The team is already exploring several ways that 3D printing technology may potentially improve on current manufacturing techniques, including being able to incorporate more advanced features without additional added cost (so called cost penalty), or 3D print with higher performing materials that have variable properties of flexibility or strength in different areas of a prosthesis. 3D printed prosthetics may be designed to be lighter than their conventionally manufactured counterparts. Under Gordon and the team’s watchful eyes, a handful of Veterans have tried out the new 3D printed prostheses with promising results.

When asked what he would say to his fellow colleagues that still think 3D printing has no role in prosthetics, Gordon said, “They are missing the future, change is coming.  Stop and look- aircraft parts, car parts, more and more parts are being created on 3D printers.  Come on people, it’s here!”

The San Antonio team’s hard work and dedication is working to help define how 3D printing interfaces with prosthetic services in the VA system.  While 3D printed hand orthotics and some upper extremity prosthetics are starting to be incorporated into VA clinical practice, 3D printed lower extremity prosthetic limbs are still in the research and development phase within the VA.  Gordon and team are hard at work to ensure that when 3D printed lower extremity prostheses are adopted into clinical practice, they will be safe, high performing and worthy of our nation’s Veterans.  We at the VA Center for Innovation look forward to updates from the San Antonio team in the future!

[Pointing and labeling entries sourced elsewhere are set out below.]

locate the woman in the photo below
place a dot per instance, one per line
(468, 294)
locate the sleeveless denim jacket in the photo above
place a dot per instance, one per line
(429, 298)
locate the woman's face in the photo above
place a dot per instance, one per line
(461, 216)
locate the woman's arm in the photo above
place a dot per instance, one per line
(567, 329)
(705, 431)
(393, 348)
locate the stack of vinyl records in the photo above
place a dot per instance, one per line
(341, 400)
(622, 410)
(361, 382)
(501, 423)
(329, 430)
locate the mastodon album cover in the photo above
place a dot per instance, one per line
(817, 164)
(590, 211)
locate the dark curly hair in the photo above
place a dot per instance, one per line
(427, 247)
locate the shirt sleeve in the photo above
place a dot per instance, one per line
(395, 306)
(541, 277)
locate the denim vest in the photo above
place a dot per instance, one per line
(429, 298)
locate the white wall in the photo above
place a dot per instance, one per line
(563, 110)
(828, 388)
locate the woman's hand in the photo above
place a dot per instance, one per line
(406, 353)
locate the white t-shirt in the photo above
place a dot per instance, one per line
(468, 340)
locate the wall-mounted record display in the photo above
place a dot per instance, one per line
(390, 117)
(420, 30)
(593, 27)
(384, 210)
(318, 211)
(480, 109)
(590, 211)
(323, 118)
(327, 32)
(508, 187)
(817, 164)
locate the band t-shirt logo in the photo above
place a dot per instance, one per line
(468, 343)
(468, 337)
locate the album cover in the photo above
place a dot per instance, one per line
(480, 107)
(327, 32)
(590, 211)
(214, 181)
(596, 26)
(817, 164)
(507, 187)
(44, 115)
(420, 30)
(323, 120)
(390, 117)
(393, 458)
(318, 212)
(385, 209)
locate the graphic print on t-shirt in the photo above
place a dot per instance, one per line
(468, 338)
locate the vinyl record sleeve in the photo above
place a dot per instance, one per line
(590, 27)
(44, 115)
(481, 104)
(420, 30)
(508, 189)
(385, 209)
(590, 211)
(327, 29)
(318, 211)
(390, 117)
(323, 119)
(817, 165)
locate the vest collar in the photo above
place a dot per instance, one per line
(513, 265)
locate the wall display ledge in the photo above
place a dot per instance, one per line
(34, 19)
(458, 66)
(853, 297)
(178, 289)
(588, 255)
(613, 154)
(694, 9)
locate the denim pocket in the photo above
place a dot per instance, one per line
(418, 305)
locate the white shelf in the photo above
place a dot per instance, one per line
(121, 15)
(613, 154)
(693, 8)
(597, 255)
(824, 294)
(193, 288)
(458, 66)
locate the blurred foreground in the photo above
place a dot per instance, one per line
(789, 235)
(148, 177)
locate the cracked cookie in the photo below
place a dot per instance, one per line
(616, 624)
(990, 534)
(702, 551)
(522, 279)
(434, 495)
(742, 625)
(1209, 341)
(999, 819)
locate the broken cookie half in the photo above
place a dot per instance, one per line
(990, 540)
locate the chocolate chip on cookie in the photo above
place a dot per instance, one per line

The rapid pace of iteration at VA San Antonio over the course of 6 months. Left: Gordon Bosker shows off the inaugural 3D print from the San Antonio Stratasys 3D printer, a small figure which they affectionately refer to as “Mojo Man”.  Middle: Randy Breaux, prosthetist health technician and 3D printing early adopter, holds a 3D printed prototype of a lower extremity prosthesis. Right: John Arnold Garcia, the 2nd patient at San Antonio to test-fit a 3D printed prosthetic (printed on a Prosthetic Design Inc. 3D printer). This photo was taken at Government Canyon in San Antonio during a 7 mile hike!

 

Beth Ripley

Beth Ripley

Beth Ripley, MD, PhD, is a staff radiologist at the Seattle Division of the VA Puget Sound Healthcare System, and an Assistant Professor of Radiology at the University of Washington School of Medicine. She received her Bachelor’s degree in Art History from Stanford University and her MD and PhD in Neurosciences from University of California, San Diego School of Medicine. She completed radiology residency training and a cardiovascular imaging fellowship at Brigham and Women’s Hospital, Harvard Medical School, and a body imaging fellowship at the University of Washington.

As an innovation specialist with the VA Center for Innovation, Dr. Ripley collaborates with a talented and diverse group of physicians, orthotists, prosthetists, engineers, administrators and information technologists across the VA system who—together— are reimagining the meaning of individualized patient care. Amongst other things, the VA 3D Printing Leadership Team hopes to understand how patient-specific 3D printing can improve the safety and quality of diagnosis and interventions such as surgery and minimally invasive procedures, improve patient education, shared decision-making, and informed consent and improve how patients engage with their surroundings.